One 2020 curricular focus was awareness and appreciation of the Hən̓q̓əmin̓əm̓ language and culture.

=== Carpentry ===
Cambie operates a carpentry apprenticeship program in which the 12th grade students undertake such projects as building cabins.

=== Technology ===
In 1999, Cambie was one of two Canadian schools selected to participate in a technology-sharing program with schools in Asia.

==Athletics==
The first gymnasium was built in 1929. It was designed by McCarter and Nairne and was 50 by 110 feet in length. It included a stage and dressing rooms.

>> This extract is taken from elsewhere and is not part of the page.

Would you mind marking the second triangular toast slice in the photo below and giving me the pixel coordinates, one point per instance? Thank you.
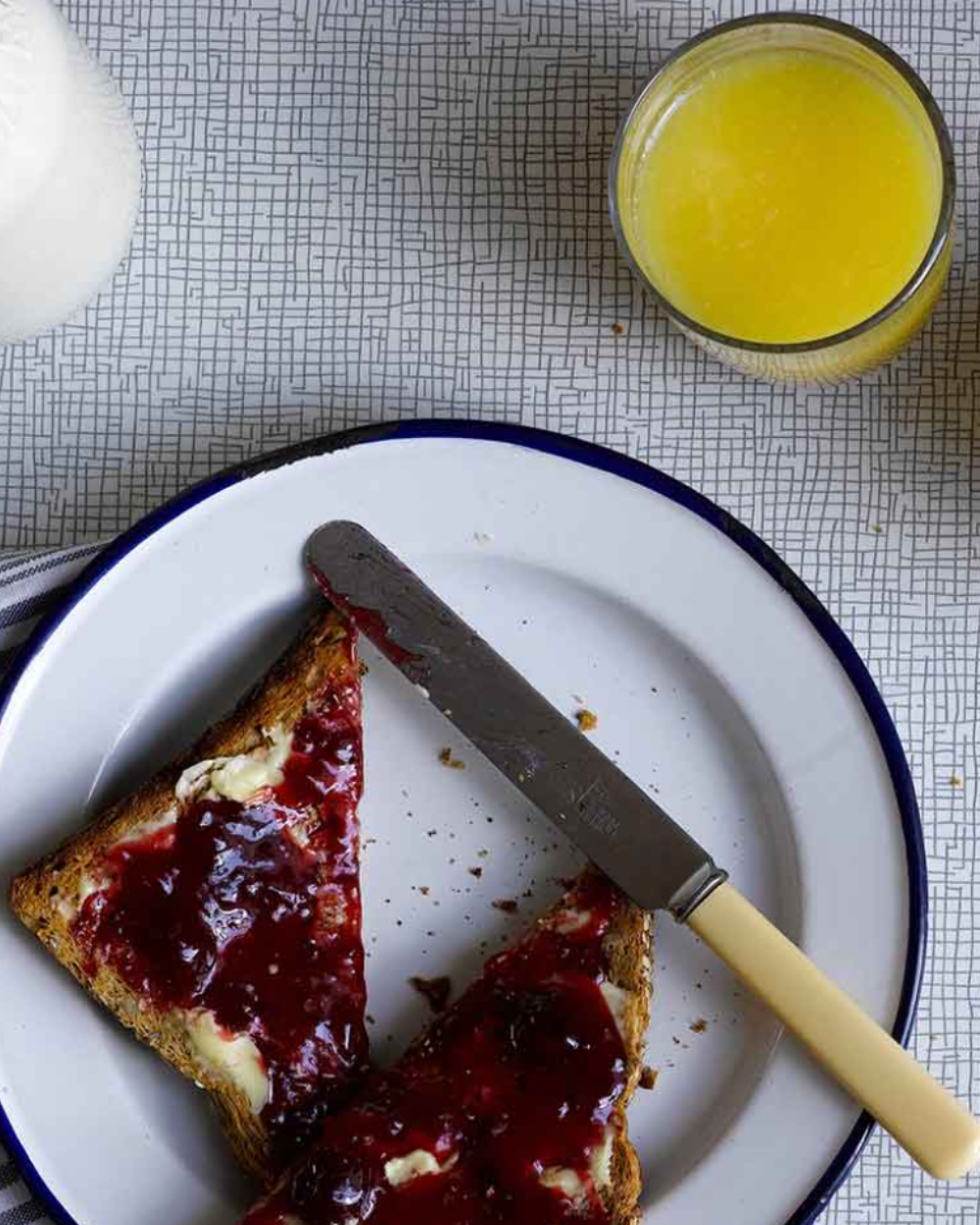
(217, 910)
(511, 1107)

In 1995 the school received 3 million dollars to develop playing fields adjacent to the new school building. 2 million was provided by the Canada-British Columbia Infrastructure Works Program, with the remaining $1 million being provided by the community of Richmond. The project covered 17.4 hectares and included facilities for soccer, baseball, tennis, and basketball.